Enfin, le rapport à la nature. C’est la constante de la responsabilité qui met en scène des hommes et des femmes qui comprennent que des forces bien plus puissantes qu’eux régissent leur environnement au sens propre comme au sens figuré. Les sautes d’humeur de Dame Nature en sont les plus beaux exemples, tout comme l’imprévisibilité de l’opinion publique à la veille d’une élection. Tenter de prévoir, ou pire, de manipuler ces méta éléments peut s’avérer très risqué. On comprend alors que notre sphère d’influence s’exerce à une autre échelle, plus personnelle, plus terre à terre, mais qu’à cette échelle nous avons beaucoup de pouvoir et au moins autant de responsabilités. Cette constante est le lieu de l’action, un espace ouvert à la créativité où peuvent se réaliser les plus entreprenants.

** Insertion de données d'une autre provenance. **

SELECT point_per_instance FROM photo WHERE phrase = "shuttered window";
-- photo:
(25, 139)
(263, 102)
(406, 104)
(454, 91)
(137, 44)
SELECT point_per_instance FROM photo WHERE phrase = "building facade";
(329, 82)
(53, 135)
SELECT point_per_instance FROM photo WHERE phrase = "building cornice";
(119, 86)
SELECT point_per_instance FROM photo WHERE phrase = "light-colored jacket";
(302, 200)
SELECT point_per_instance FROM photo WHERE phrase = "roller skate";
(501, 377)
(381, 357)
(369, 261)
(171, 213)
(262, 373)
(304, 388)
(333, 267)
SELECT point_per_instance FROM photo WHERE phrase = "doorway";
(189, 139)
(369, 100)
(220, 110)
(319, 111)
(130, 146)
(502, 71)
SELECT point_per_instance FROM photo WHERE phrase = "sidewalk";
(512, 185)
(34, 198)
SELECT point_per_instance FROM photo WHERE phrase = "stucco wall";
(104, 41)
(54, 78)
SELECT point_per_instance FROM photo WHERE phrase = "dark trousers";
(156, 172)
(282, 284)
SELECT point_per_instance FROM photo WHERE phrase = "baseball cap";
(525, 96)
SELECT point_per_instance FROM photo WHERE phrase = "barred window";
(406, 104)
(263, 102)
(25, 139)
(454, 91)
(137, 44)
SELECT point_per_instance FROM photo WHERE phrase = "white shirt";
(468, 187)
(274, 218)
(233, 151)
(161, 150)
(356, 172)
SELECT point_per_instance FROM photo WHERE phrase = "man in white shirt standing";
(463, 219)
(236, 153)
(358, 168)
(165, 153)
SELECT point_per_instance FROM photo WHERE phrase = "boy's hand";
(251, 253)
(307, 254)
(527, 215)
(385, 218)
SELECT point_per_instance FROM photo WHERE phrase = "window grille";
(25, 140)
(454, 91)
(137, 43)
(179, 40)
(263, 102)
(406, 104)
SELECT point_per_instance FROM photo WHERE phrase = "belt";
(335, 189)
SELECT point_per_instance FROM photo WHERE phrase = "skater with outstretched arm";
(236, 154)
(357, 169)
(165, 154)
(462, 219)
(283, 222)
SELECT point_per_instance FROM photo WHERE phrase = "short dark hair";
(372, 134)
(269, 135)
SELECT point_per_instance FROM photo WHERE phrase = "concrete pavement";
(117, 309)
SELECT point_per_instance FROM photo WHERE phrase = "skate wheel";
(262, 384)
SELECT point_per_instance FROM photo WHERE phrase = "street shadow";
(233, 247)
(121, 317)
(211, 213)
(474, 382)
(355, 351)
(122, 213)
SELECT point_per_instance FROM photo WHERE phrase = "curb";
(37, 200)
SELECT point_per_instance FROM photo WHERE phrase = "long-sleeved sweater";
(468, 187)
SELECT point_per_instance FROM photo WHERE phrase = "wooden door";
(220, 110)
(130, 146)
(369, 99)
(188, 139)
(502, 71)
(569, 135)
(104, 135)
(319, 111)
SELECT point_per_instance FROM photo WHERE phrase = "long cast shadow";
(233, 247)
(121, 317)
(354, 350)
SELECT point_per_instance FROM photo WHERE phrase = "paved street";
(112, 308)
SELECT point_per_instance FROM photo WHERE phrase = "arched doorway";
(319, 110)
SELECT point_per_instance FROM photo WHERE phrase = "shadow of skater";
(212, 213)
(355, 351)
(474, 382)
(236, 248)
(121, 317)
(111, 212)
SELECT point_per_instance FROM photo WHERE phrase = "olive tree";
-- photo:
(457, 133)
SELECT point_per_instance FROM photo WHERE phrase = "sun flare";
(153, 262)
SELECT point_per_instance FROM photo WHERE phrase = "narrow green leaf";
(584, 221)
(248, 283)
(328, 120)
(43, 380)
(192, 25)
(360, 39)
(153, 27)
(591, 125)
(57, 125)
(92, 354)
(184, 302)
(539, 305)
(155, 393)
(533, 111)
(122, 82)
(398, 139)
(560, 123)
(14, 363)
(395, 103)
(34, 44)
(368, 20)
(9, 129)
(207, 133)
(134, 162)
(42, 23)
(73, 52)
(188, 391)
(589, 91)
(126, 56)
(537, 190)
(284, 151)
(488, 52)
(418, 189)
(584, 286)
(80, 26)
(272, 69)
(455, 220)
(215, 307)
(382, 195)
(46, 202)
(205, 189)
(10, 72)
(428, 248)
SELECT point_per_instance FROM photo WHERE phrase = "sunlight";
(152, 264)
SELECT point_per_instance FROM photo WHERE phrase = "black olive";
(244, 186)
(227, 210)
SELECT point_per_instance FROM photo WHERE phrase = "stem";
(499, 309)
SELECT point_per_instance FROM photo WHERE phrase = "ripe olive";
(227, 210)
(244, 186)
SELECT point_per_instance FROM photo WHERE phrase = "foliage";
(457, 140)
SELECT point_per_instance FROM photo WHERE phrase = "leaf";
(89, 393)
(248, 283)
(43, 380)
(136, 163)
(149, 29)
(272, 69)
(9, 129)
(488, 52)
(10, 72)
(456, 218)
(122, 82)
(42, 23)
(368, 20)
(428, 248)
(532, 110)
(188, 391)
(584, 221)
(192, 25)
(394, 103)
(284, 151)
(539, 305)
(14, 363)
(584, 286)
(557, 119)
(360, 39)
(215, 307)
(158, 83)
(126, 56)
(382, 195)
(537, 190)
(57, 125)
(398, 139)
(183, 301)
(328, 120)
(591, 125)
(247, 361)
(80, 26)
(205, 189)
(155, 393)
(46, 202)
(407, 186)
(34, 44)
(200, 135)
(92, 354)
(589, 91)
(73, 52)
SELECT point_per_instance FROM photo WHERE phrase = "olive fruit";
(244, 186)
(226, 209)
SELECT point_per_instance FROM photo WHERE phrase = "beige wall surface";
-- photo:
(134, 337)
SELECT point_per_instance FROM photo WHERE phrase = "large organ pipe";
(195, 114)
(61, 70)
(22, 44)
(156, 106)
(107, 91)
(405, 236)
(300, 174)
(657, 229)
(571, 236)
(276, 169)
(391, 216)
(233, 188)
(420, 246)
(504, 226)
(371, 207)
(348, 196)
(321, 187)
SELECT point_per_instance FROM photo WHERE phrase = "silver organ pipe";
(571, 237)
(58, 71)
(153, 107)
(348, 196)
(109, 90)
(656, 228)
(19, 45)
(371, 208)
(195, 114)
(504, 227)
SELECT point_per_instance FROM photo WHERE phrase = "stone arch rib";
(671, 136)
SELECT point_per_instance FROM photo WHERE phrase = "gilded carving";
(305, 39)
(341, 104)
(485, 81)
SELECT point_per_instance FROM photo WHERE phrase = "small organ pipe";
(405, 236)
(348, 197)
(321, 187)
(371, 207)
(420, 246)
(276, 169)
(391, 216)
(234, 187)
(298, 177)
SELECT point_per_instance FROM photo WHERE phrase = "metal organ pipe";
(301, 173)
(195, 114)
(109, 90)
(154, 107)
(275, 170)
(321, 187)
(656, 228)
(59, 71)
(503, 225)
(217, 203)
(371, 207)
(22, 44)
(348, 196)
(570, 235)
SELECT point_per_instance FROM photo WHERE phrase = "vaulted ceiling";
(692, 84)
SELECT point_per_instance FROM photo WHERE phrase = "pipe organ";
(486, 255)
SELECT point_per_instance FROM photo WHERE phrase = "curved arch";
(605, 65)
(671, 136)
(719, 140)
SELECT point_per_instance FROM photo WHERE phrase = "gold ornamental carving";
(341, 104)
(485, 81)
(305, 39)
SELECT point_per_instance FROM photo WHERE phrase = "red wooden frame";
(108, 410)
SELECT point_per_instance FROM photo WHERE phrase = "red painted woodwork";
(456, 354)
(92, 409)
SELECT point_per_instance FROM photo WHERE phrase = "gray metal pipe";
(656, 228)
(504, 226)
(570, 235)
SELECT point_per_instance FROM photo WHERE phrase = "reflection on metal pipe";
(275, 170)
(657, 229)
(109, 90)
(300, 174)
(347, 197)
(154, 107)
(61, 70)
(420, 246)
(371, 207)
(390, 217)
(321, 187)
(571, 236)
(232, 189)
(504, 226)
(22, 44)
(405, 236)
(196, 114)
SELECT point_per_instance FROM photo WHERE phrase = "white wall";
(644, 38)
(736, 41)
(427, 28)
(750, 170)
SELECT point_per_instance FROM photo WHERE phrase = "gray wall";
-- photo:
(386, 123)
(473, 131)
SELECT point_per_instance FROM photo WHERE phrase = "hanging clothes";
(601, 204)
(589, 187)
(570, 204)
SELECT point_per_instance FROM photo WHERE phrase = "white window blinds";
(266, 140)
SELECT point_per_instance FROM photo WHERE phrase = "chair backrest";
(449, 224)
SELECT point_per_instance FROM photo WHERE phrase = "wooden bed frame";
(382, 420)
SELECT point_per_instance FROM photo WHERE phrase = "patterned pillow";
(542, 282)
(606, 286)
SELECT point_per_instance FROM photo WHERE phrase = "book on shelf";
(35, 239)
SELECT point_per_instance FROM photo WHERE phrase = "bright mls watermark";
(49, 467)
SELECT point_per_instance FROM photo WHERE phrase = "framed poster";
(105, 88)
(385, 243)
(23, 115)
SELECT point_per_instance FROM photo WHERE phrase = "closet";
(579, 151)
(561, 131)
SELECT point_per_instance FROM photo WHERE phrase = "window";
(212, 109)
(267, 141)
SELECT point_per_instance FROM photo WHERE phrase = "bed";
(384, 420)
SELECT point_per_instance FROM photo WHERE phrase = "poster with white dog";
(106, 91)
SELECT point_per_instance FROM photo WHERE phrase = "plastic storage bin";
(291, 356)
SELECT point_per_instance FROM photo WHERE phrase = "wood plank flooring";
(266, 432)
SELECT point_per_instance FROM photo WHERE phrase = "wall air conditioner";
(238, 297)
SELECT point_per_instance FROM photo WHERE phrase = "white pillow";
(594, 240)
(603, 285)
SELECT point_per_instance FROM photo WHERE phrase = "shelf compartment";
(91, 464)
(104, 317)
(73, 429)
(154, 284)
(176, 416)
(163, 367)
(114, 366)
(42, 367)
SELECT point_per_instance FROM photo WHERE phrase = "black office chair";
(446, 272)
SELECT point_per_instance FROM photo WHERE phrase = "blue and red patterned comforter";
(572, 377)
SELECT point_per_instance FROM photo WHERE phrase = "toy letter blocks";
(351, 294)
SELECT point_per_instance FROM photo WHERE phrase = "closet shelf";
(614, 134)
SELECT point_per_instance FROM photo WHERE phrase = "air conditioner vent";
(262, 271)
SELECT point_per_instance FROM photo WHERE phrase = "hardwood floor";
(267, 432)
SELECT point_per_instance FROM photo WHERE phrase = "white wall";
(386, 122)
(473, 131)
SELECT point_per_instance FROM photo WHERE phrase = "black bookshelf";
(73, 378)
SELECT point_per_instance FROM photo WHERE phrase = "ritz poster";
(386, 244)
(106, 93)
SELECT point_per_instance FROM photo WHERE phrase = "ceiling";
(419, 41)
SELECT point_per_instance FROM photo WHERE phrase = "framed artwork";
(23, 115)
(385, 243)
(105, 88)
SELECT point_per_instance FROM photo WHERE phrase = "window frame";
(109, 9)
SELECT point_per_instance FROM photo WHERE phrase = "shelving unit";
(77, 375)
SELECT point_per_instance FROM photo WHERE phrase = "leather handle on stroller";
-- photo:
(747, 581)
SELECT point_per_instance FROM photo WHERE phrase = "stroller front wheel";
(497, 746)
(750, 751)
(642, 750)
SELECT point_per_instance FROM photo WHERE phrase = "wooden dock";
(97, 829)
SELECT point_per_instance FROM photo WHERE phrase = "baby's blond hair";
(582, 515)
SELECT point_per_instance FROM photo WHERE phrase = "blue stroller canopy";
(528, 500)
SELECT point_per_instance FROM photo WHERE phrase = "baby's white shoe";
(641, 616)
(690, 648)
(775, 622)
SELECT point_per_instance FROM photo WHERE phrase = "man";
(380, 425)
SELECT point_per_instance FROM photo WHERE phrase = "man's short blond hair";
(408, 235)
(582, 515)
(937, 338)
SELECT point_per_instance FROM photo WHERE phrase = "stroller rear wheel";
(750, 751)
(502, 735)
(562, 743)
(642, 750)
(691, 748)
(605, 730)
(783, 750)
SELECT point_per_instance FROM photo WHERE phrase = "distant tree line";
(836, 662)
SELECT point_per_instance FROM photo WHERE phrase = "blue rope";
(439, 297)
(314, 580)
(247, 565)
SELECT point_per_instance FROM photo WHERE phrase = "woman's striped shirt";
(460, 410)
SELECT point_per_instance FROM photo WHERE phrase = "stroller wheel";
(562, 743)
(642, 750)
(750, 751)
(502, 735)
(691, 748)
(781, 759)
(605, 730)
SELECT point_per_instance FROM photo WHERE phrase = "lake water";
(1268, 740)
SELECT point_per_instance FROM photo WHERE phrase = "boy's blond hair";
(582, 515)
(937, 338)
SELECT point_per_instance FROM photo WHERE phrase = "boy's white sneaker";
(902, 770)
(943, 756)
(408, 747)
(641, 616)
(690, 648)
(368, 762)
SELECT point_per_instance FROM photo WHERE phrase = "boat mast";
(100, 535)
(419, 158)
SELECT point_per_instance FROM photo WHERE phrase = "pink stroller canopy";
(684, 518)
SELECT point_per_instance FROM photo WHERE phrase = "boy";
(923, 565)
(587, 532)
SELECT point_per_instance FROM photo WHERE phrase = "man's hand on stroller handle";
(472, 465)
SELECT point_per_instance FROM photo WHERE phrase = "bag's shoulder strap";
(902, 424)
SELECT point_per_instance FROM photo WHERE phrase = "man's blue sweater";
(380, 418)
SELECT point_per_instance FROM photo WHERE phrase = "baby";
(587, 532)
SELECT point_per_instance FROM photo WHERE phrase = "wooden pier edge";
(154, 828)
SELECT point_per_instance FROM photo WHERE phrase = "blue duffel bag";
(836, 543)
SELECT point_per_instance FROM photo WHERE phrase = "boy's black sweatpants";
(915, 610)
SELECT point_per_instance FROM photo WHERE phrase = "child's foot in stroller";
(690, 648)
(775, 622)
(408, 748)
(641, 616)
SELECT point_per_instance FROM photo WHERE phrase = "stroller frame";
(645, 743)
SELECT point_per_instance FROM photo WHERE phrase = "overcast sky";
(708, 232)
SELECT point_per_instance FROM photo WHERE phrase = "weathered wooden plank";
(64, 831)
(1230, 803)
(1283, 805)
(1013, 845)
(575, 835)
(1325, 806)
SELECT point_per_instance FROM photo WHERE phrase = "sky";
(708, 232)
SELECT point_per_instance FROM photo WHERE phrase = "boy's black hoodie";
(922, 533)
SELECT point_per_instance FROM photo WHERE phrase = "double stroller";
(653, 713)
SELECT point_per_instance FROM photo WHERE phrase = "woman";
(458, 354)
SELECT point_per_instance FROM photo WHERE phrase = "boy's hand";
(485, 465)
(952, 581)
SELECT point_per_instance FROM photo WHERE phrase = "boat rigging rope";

Est-ce que les gens des régions sont plus heureux que les urbains? Peut-être, mais est-ce vraiment important de déterminer lesquels sont les plus heureux? Je pense que l’on peut être heureux partout, pour peu que l’environnement dans lequel la personne évolue soit le bon. Certes, il y a en région des éléments puissants qui permettent de faire concorder son existence avec quelque chose de plus grand, mais encore faut-il avoir de l’intérêt pour autre chose que le moi, l’ici et le maintenant. Ce qui ne semble pas être la voie sur laquelle nous sommes engagés individuellement et collectivement en ce début de millénaire.